To use Compress Light Reach, you need an API key from [compress.lightreach.io](https://compress.lightreach.io).

1. Visit [compress.lightreach.io](https://compress.lightreach.io)
2. Sign up for an account
3. Get your API key from the dashboard
4. Set it as an environment variable: `export PCOMPRESLR_API_KEY=your-key`

## Security & Privacy

**BYOK model:** Provider keys (OpenAI/Anthropic/Google) are managed in the dashboard and **never passed through this SDK**. The SDK only uses your LightReach API key for authentication with the service.

### BYOK Provider Key Encryption (Required for Dashboard Settings → Provider Keys)

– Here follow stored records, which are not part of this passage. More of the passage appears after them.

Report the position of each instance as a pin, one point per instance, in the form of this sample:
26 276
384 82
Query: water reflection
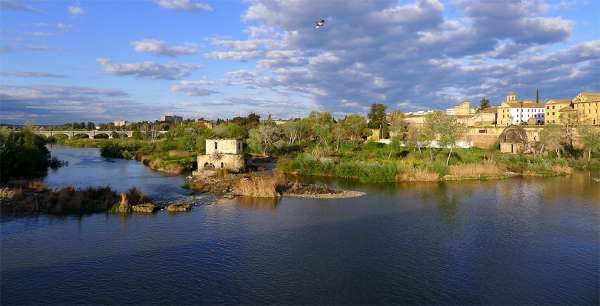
515 241
258 203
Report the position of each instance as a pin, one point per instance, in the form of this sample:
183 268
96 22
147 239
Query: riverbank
384 164
262 185
33 197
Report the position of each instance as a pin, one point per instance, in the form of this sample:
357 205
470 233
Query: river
515 241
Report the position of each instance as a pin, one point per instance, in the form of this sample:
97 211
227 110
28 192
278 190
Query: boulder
144 208
177 207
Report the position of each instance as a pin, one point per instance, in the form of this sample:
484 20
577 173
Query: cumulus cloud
185 5
148 69
14 5
58 104
408 54
76 10
159 47
24 47
30 74
195 87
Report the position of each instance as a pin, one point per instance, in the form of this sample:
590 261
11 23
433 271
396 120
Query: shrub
23 154
258 187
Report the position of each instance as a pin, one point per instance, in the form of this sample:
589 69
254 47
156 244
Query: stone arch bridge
90 134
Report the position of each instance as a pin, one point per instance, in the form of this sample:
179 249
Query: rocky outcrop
147 208
179 207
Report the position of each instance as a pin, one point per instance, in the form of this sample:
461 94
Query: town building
463 109
484 117
513 111
120 123
171 119
587 105
204 123
225 154
555 109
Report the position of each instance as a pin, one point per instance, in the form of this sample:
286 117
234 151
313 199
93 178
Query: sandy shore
342 195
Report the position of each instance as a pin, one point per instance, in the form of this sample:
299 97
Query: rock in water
144 208
177 207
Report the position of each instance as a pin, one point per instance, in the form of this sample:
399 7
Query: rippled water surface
517 241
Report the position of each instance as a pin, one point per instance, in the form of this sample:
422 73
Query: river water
516 241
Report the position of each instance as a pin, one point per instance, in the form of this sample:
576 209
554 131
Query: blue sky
106 60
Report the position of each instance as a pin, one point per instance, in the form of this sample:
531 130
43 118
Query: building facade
515 112
587 106
227 154
171 119
554 110
120 123
463 109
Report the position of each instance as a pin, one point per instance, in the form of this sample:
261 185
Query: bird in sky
319 24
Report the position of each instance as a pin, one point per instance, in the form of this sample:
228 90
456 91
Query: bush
23 154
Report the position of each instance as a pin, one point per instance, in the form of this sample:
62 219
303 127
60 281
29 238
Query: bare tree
590 138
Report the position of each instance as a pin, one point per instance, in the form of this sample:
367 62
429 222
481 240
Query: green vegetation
320 145
23 155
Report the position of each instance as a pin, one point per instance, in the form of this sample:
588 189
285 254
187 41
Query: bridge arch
101 136
59 136
513 140
80 135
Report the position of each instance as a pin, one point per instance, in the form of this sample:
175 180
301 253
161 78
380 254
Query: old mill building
227 154
514 112
587 106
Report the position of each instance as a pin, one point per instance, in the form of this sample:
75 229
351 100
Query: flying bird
319 24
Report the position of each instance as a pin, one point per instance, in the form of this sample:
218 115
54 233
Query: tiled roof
558 101
567 109
523 104
589 96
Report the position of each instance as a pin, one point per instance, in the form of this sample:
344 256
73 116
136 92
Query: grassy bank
161 155
379 163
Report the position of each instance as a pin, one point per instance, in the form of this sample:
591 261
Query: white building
120 123
171 119
227 154
513 111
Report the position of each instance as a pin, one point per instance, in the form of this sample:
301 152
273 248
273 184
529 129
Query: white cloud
76 10
59 104
159 47
30 74
195 87
410 52
15 5
186 5
148 69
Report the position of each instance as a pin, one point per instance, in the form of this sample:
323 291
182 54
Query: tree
484 103
355 126
570 120
551 138
430 129
415 137
23 154
397 124
377 118
590 138
263 137
450 131
295 130
338 134
230 130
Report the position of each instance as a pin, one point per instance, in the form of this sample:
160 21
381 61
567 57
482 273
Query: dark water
518 241
87 168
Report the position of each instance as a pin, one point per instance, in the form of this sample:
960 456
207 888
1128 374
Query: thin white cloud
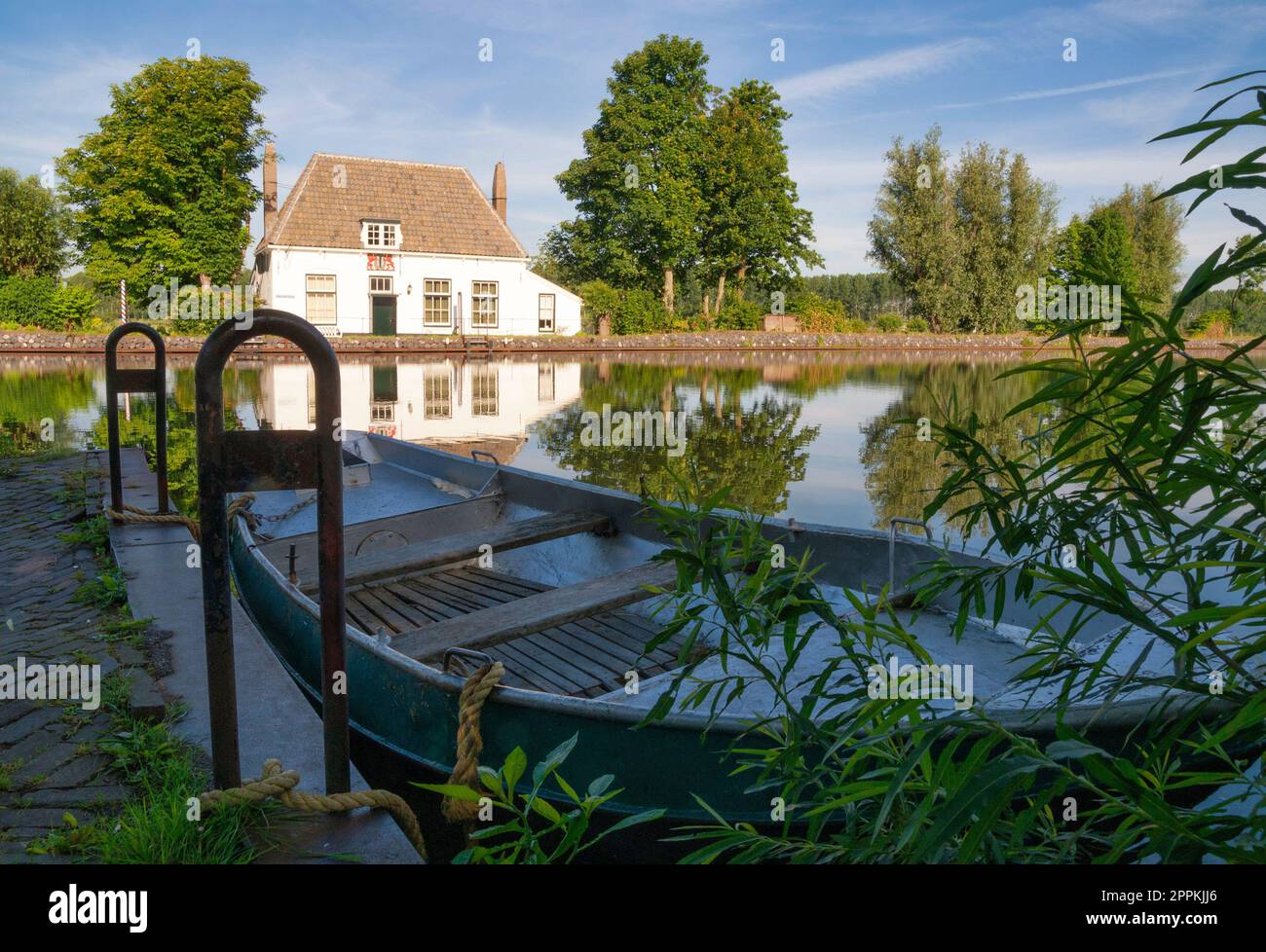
898 64
1077 90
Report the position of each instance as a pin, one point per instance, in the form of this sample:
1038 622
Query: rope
279 784
130 514
469 742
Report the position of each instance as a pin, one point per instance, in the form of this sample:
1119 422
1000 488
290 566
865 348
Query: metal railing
891 546
241 461
152 380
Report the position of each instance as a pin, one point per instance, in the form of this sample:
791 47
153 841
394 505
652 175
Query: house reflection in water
455 405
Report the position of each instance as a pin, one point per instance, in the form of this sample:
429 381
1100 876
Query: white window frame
380 235
428 294
332 294
553 307
479 302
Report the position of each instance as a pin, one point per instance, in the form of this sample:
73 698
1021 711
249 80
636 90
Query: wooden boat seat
433 553
582 645
545 609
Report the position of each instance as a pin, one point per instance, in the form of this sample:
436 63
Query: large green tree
1097 244
164 189
751 222
33 227
961 239
912 233
1153 226
637 190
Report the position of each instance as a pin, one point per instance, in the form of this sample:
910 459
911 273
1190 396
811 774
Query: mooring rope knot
131 514
239 506
469 741
279 784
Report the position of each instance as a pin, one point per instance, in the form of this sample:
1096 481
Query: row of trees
679 176
961 237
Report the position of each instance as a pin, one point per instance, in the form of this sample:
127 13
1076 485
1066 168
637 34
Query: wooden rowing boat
566 606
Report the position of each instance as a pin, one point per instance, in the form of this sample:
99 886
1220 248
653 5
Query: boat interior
549 577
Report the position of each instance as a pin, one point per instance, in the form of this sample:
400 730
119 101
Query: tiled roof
439 207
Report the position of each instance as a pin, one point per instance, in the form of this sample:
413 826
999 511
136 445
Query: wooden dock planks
583 657
532 613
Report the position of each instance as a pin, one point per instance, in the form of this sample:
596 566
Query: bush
817 312
70 308
632 311
1211 323
43 303
739 314
24 300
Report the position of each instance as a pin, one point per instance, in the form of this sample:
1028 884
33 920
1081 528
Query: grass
160 824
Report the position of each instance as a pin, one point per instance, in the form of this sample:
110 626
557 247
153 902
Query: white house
374 245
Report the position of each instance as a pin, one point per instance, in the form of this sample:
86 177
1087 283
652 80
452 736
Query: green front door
384 316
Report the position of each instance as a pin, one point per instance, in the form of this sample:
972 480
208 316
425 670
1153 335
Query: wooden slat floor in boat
582 658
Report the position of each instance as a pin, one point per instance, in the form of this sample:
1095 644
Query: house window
381 235
437 395
484 392
484 304
544 383
437 303
320 299
544 312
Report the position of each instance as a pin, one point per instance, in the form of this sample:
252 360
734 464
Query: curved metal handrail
891 546
239 461
135 382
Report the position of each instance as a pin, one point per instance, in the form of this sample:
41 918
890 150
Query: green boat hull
413 714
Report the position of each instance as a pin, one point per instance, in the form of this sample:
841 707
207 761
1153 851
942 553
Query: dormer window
380 235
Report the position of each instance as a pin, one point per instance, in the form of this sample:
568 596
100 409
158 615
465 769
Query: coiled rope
131 514
241 505
469 741
279 784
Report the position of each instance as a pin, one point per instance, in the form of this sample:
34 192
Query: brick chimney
499 190
270 186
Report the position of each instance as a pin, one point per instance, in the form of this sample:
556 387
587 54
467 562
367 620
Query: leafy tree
865 295
164 188
637 189
751 220
912 233
34 227
1248 282
961 239
1152 223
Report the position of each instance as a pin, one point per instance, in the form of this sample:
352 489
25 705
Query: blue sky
404 80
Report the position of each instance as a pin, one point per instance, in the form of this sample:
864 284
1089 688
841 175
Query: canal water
821 437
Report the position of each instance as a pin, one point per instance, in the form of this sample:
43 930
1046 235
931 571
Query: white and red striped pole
123 319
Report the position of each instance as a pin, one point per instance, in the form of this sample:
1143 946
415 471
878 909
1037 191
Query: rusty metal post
267 459
135 382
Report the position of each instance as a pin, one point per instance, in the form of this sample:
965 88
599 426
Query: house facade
370 245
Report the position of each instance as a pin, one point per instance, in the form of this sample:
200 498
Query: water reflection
809 434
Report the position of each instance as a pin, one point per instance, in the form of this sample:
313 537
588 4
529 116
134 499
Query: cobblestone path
49 763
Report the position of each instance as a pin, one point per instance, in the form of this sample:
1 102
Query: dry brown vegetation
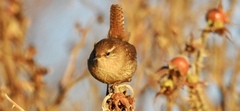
160 30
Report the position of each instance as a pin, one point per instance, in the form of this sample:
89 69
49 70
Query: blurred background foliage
44 47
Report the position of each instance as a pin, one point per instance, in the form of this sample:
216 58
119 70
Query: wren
114 60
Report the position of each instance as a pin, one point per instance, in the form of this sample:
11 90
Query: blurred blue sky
52 31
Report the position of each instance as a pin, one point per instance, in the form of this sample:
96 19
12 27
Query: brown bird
113 60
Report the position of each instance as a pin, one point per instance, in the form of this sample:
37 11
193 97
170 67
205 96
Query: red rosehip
181 63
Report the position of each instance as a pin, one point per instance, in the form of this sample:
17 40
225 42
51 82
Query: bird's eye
108 53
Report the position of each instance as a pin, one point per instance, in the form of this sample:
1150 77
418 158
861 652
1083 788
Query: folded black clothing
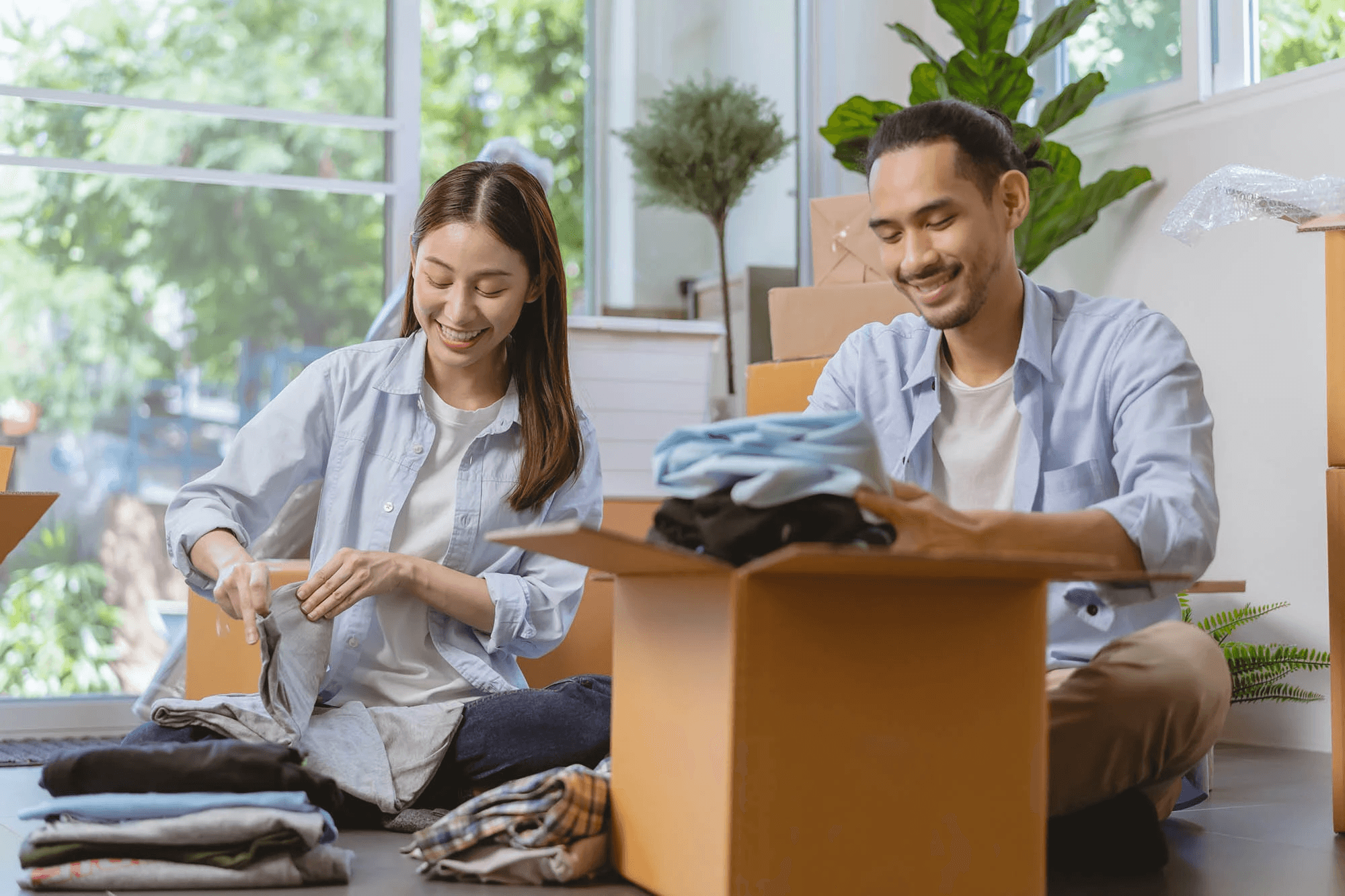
738 534
219 854
220 766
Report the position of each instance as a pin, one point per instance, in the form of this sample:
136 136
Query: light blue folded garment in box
773 459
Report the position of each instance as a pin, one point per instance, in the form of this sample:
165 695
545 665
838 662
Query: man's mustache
929 274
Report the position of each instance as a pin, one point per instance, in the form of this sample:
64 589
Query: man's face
942 239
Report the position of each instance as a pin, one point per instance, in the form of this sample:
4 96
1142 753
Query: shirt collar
408 369
407 373
1035 345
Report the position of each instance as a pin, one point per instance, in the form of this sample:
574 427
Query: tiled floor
1266 831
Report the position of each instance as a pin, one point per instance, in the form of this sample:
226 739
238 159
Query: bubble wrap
1242 193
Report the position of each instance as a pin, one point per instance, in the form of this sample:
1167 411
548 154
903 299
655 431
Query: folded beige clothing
501 864
229 825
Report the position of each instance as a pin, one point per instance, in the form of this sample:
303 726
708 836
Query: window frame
1191 88
110 715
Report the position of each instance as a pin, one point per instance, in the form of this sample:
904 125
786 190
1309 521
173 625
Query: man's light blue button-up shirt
1114 417
354 419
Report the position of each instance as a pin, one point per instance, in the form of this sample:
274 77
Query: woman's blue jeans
502 737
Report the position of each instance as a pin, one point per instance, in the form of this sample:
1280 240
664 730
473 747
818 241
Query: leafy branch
984 73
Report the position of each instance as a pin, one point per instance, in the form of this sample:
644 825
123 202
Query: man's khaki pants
1140 715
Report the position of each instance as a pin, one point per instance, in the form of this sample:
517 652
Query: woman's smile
455 338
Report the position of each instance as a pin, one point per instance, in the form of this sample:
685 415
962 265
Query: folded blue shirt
773 459
116 807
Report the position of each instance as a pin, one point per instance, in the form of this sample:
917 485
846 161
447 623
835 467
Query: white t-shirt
401 663
976 443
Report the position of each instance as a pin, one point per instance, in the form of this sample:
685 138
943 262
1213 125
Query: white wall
1249 298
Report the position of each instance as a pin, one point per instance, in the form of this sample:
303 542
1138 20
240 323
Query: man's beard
976 282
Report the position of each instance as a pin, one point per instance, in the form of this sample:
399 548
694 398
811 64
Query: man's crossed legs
1124 731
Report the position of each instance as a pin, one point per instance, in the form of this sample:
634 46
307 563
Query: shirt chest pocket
1074 487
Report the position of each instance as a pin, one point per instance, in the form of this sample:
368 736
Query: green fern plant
985 75
1258 670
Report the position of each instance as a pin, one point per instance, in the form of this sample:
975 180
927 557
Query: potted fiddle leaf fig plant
984 73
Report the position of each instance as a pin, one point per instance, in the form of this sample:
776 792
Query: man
1016 416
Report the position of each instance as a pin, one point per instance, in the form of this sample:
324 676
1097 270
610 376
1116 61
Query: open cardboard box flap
20 510
626 556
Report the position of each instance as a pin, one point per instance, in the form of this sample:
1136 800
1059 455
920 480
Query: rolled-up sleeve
279 450
536 604
1164 459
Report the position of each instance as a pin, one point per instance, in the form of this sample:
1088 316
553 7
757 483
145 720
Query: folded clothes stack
202 815
548 827
746 487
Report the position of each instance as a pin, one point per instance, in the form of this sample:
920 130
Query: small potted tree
699 150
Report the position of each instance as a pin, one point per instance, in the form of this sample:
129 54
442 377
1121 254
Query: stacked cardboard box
20 510
809 323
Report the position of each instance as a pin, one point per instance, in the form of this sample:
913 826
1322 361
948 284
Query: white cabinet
638 378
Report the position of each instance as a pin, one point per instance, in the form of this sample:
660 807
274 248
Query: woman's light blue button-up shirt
354 419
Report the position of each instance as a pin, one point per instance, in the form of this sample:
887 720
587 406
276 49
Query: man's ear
1015 197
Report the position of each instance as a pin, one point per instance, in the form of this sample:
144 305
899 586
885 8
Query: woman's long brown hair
510 201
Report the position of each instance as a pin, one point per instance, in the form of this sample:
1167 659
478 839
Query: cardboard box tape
844 248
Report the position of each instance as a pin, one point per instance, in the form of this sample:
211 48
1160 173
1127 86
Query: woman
424 444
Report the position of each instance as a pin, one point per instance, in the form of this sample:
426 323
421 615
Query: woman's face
469 291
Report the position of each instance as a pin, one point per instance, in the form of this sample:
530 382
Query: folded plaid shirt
548 809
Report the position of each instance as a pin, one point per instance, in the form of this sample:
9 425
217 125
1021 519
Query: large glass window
1296 34
1133 44
193 205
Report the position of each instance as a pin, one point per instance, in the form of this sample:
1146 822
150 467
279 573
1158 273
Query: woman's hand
243 589
349 577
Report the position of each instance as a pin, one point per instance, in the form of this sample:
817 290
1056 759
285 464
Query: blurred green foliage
984 73
56 630
1296 34
110 280
1133 44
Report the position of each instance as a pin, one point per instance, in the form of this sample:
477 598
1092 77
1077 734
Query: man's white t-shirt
976 442
401 663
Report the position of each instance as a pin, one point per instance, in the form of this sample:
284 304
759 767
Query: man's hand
243 589
349 577
923 522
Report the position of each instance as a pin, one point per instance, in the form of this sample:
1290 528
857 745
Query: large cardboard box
844 248
219 658
808 322
759 747
20 510
775 386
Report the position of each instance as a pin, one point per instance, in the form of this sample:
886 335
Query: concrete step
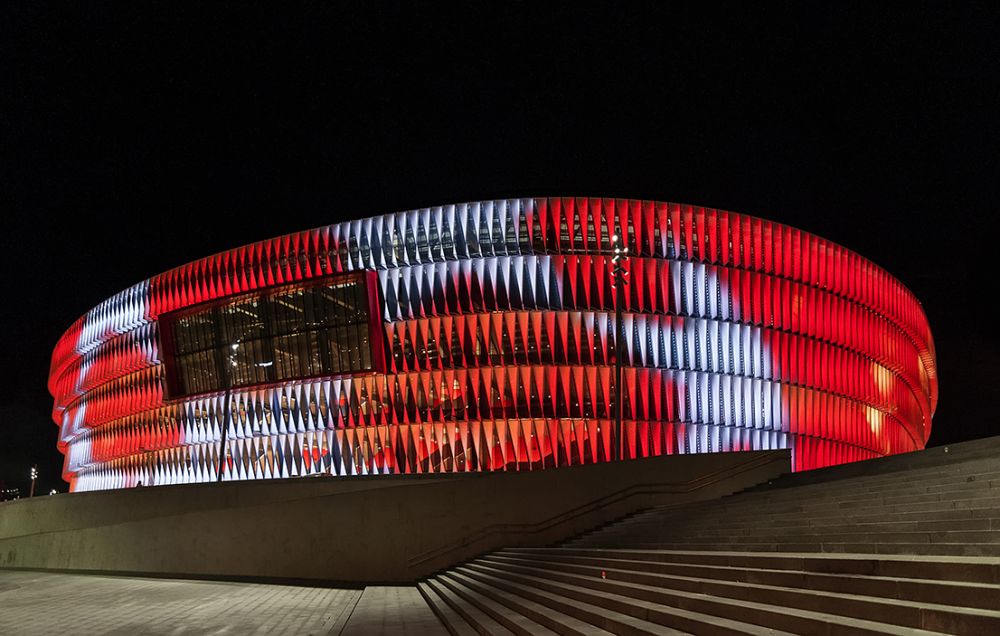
619 594
849 535
634 615
755 527
479 620
452 620
966 452
923 590
983 470
858 494
842 594
511 619
558 621
900 495
968 569
917 549
596 619
932 503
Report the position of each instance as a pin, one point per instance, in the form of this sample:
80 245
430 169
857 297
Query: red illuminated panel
496 324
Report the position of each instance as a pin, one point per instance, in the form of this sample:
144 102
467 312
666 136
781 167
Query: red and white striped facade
496 350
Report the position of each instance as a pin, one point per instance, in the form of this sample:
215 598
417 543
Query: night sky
140 136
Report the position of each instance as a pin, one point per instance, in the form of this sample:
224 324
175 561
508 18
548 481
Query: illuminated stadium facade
481 337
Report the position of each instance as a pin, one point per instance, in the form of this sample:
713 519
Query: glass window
283 334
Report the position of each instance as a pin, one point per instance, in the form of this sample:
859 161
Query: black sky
136 137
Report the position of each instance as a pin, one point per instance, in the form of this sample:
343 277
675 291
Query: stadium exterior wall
481 337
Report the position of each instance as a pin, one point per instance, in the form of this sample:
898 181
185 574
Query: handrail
625 493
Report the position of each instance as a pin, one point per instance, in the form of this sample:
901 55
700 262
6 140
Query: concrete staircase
902 545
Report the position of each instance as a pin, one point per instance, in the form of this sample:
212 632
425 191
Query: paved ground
37 603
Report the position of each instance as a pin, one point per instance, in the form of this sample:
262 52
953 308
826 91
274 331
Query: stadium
484 337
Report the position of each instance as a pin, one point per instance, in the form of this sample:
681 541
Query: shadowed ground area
50 603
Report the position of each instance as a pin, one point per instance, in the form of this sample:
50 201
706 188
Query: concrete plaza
43 603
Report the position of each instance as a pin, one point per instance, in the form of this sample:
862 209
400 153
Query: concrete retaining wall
389 529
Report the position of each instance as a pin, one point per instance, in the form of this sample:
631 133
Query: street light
619 259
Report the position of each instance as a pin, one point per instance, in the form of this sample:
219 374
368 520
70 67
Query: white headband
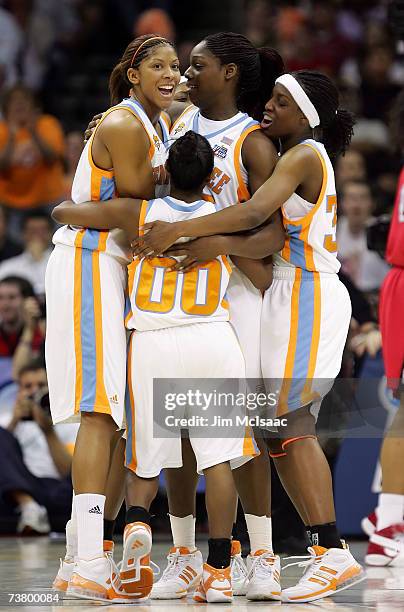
300 97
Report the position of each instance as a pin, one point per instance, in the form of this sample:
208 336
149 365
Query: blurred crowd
55 56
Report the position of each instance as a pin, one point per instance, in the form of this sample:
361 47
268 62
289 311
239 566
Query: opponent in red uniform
386 546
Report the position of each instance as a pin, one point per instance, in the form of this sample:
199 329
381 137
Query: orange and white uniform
85 282
307 310
182 332
228 186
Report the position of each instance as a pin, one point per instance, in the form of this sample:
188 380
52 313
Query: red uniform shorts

Provider keys are encrypted at rest using **Fernet** (symmetric authenticated encryption). The backend requires a Fernet key via:

- `API_KEY_ENCRYPTION_KEY`

Generate a key:

```bash
python -c "from cryptography.fernet import Fernet; print(Fernet.generate_key().decode())"
```

Set it in your runtime environment (examples):

- **Docker Compose**: set `API_KEY_ENCRYPTION_KEY` in your shell or `.env` before running `docker compose up`
- **GitHub Actions**: store the value as a GitHub Secret, then map it to the environment variable `API_KEY_ENCRYPTION_KEY` in your deploy workflow

## Requirements

- Python 3.8+
- tiktoken >= 0.5.0
- requests >= 2.31.0
- urllib3 >= 2.0.0

## License

MIT License - see [LICENSE](LICENSE) file for details.

## Support

- Documentation: [compress.lightreach.io/docs](https://compress.lightreach.io/docs)
- Issues: [GitHub Issues](https://github.com/lightreach/compress-lightreach/issues)
- Email: jonathankt@lightreach.io

## Contributing

Contributions are welcome! Please feel free to submit a Pull Request.